What you can do is anticipate a  number of possibilities that might happen then make a plan for each one. 

By giving you time to consider decisions ahead of time, contingency plans help you stay in control of your race.



 

 

5 Steps to Winning a Regatta

 Step 1. Work on your weaknesses.

 We all have different strengths and weaknesses, for some, it is light air and flat water,  for others they are faster in a big breeze and boisterous seas. It is fun to practice in your favourite conditions but you need to get out of your comfort zone and spend more practice time sailing in the conditions that you are slower in.

Keep the boat flat

Step 2. Preparation.

Leading up to an event focus on reducing distractions, cross off all the items on your boat work list and let all work clients, colleagues and friends know that you will not be available during the event. When a regatta begins you need to be rested and ready, and your first and only priority is going sailing.

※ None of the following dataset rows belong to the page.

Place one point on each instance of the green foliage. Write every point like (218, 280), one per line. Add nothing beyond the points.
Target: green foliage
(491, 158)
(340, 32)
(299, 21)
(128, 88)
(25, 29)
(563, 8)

Complete all tasks prior to leaving home

Step3. Go to a regatta with someone you have spent a lot of time sailing with.

If you are sailing in a multi-crewed boat resist the temptation to link up with a hot shot in your class for a big event. In a crew-driven boat, the helmsperson only does about thirty per cent of the work. If you compete with someone that you have spent many hours in the boat with, you know each other’s weaknesses but also know each other’s strengths, and in tough situations, you remind each other to focus on those and let the rest sort itself out.

Step4. Nutrition and Hydration.

Proper nutrition and hydration could make or break your results. Carry adequate food, snacks and water during the race especially if you are competing in two or three races in one day. Don’t neglect off the water fuel and hydration and resist the partying until the event is finished. Supply your own food rather than what the regatta organizers or canteen provide and don’t neglect to get plenty of sleep during the event.

 

Step5. It doesn’t have to be perfect, it just has to be better than the rest.

It’s easy to give up, but instead, focus on the opportunities that an event presents and sail hard, remember everybody else is hurting too and wrestling with the same issues as you are. Fortunately, great boat speed, developed over the time of working together will allow you to move up through the fleet and this is where all your hard work pays off.